Oysa ne kadar da güzeldi o akşam, çocukları da alıp gitmiştik çocuk parkına. Neşe içinde oynuyorlardı, salıncak bittiğinde tahtıravalli, tahtıravalli bittiğinde kaydırak. Oradan oraya koşturuyorlardı tüm çocuklar. Bir top geldiğinde ayağıma hemen gönderdim sabırsızlıkla bekleyen sahibine. Neşe içinde sohbet ediyordum arkadaşımla, çocukların şen kahkahaları içinde.

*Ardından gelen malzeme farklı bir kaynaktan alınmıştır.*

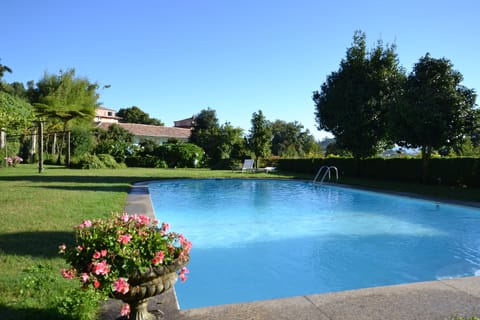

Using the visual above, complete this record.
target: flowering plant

Hava da sıcak değildi bu akşamki kadar, bunaltmıyordu hiç. Ta ki telefonum çalana kadar. Arayan işyerinden bir arkadaşım. Tedirgin, korkmuş ve bir o kadar heyecanlı sesiyle. Bir şeyler oluyor galiba dedi. Askerlerde garip bir hareket var. Bir şeyler olacak, ben gazeteye geçiyorum. Ne olabilir ki dedim, hiç aklıma gelmemişti çünkü. Neredesin diye sordu ben de çocuklarla dışarıya çocuk parkına çıktık dedim. Acil dedi, acil olarak hemen eve gidin. Askerler darbe yapıyor olabilir, çocukları eve götür dedi. Bu devirde nasıl olabilir desem de ısrarla ve telaşla hemen eve gidin diyordu. Eve gittiğimde daha haberlere düşmemişti ama çok beklemedim. Artık haber bültenlerinde altyazılar geçmeye başlamıştı.
Ben güvendeydim ama ülkem güvende miydi? O karanlık gece, çok uzundu, sabah ta çok uzaktı.
Allah tüm şehitlerimizden razı olsun.